The latest data for vaccinations showed 95.1 per cent of over-12s were double dosed and 72.6 per cent of those eligible were boosted. Among Māori, 88 per cent had received two doses, with 57.9 per cent of those eligible boosted. Pacific peoples over 12 are 96.4 per cent double vaccinated and 59.2 per cent of those eligible are boosted.
Yesterday, Northern Region Health Coordination Centre chief clinical officer Dr Andrew Old said people should enjoy the weekend but stay home if sick and get a test – and report that test result.
“With greater mixing comes greater risk.”
We are all interconnected – so while people were out there making decisions for themselves, Old urged people to think of those more vulnerable.
The health system would continue to be challenged for some time, he said. The pressures continued to be “coming off” but they were still significant.
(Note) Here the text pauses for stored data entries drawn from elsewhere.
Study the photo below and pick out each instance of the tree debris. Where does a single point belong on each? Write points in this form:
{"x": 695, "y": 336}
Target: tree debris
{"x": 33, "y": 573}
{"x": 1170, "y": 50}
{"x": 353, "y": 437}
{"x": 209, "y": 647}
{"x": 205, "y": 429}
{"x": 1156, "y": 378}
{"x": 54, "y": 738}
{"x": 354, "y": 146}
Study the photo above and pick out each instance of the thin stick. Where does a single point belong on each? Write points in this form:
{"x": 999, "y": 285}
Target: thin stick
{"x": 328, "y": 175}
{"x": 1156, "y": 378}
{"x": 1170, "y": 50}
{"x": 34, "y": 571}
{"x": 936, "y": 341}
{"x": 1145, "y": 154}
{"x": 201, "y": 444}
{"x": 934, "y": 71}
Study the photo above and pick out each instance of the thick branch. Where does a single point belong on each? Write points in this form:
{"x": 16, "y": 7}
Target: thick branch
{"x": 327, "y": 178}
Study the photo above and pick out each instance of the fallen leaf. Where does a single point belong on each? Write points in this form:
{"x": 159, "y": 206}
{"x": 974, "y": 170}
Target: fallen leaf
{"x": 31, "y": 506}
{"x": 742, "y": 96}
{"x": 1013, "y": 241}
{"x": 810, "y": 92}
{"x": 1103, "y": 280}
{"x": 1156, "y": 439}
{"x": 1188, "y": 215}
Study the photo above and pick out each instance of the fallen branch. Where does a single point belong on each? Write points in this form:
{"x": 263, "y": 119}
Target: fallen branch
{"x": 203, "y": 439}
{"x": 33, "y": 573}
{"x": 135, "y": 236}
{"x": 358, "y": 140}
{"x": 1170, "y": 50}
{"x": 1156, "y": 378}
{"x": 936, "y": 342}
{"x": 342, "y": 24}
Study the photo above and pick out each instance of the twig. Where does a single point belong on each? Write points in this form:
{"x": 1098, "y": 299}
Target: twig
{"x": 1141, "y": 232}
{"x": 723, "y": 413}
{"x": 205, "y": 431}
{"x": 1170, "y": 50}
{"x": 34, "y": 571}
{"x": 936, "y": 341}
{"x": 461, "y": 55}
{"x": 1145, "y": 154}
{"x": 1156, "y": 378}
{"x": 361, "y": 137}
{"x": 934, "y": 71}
Case numbers have declined consistently for two weeks in Auckland and have been a third of what they were at the peak of the outbreak.
Yesterday there were 15,871 new community Covid cases and 13 new deaths, including a person in their 30s.
There were 899 people in hospital, with 27 of them in intensive care.
Old said yesterday while cases were coming down “quite steeply”, everyone should protect themselves with masks and social distancing.
He said “past the peak doesn’t mean out of the woods” and reminded people we were continuing to get thousands of cases per day.